I am sure you get a bunch of thanks for your participation in the
list/newsgroup (you folks at SPSS as well as SPSS' users around the globe
that give their time and thinking to help others), but here you have
another one: thanks!!!!
Now the bad news :-)
I have an additional question. Of course that the suggested syntax works
like a charm, but I would like to use a different approach.
I would like to perform systematic sampling from a file but, instead of
using a fixed interval, I want to sample units proportionally to a
cumulative population figure.
For example, lets say that the data file looks something like this:
id track block pop cumpop
1 01 001 80 80
2 01 002 85 165
3 02 001 120 285
4 02 002 30 315
5 02 003 160 475
6 03 001 45 520
7 03 002 140 660
8 03 003 24 684
9 04 001 23 707
10 04 002 15 722
('track' and 'block' are geographic identifiers, 'pop' is population of
each block, 'cumpop' is population accumulated across blocks).
Given cumulative population=722, lets say I want a sample size 3
proportional to the cumulative population across blocks. Then the interval
would be total population divided desired sample size (722/3=241 -rounded-).
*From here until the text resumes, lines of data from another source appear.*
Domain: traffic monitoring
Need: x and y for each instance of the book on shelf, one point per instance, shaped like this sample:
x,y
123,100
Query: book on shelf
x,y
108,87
Then I generate a random starting point smaller than 241 (for example 137),
and select the next block that includes this point (165). Then I go to the
next point: 137+241=378, it would be unit 4 with 475 persons. The third
unit would be the one that includes 378+241=619, in the example unit 7 (cum
pop equals 660). As a result, my sample would be units 2, 4, and 7 [165 <==
>137, 475 <== >378, 660 <== >619]
Using the syntax sent by David for systematic sampling with a fixed
interval I can get 'til I have the interval and the starting point, but I
can't figurate out how to write some syntax to select the cases that I want
to be in the sample. I think it would be a combination of using aggregate
(using SUM(pop)) to attach the cumulative pop (722) as a variable in the
original data file and some 'select if' stuff. But now the procedure of
calculating which interval a case falls into based in its position in the
data file is no longer valid. And I can't get my hands on a way to write
the condition that a case must accomplish to be selected (the 'select if'
stuff). Makes any sense???
I hope my long explanation is clear enough. Any additional hint will be
really appreciated!
Gonzalo Kmaid
gkmaid@internet.com.uy